Frontloading the Pain, Wallow in the Gain: A Saver’s Tale

As I raised my fork a last time, scarfing the final bite of my turkey meatball, PiC’s expression registered in my brain.

“You didn’t even cut it up!”
I chewed. I swallowed. “Why would I? It’s the last thing I had to eat.”
“It’s huge!”
“…so?  Now I’ll only remember the best stuff.”

Ah yes, after nearly (counting on my fingers now … 7? 8? years), I can still horrify my beloved future spouse with my eating habits.

Actually, the fact that I engulfed half a “huge” turkey meatball in a bite was less weird to him than the fact that I saved an entire meatball out of my bowl of pasta, brussels sprouts, and cucumber salad.  But it’s what I always do.  At least, it’s what I always do when staring down a food I don’t enjoy.

We all know brussels sprouts have to be done right and they were verily not done right that night.  Facing still-bitter brussels sprouts, I immediately reverted to my nine-year-old self’s reliable strategy: choke down all the bad stuff first, paired with the good stuff in small amounts, save some thing really good for last to eliminate the horrid flavors to save the meal by finishing off with the best flavors again. No bad aftertaste for me!
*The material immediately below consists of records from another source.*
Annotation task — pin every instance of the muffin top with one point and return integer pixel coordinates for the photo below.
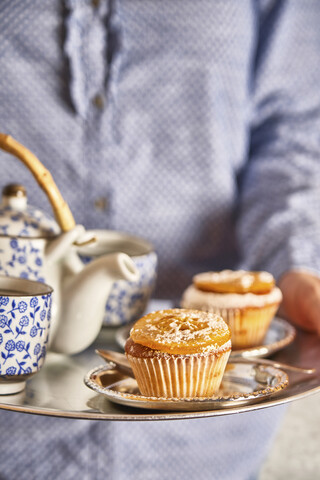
(181, 331)
(235, 281)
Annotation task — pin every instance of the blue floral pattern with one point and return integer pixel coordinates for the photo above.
(23, 258)
(24, 333)
(128, 300)
(30, 222)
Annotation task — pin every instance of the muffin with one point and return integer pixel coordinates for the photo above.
(179, 353)
(247, 301)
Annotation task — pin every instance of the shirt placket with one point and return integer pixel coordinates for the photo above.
(86, 50)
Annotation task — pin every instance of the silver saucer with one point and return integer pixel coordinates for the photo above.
(280, 334)
(242, 384)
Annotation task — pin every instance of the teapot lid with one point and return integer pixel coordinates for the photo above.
(18, 219)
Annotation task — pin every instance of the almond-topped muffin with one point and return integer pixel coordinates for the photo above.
(179, 353)
(247, 301)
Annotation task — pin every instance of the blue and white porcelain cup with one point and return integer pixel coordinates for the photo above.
(25, 313)
(127, 300)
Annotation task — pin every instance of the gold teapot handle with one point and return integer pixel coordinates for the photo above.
(44, 178)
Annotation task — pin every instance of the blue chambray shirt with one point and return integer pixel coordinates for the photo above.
(193, 124)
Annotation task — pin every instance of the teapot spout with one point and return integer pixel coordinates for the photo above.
(84, 298)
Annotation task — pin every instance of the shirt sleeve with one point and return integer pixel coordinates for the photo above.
(279, 208)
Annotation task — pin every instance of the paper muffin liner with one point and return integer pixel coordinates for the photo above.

Plus, I don’t know about your parents but the more you whined about the gross stuff, the more you risked annoying them so you shut up and you ate it.  None of that napkin business, either, Eagle Eyes would give you a few dozen reasons not to sit for a week.  At least that’s what I assume, never having been bold enough to try it.

I got to thinking.  Didn’t he know that was normal?

If memory serves, that’s always been par for the course.  If I had to do something I didn’t want to do and had the choice between Now vs. Later, I’d want to do it now so I could have all of later to myself.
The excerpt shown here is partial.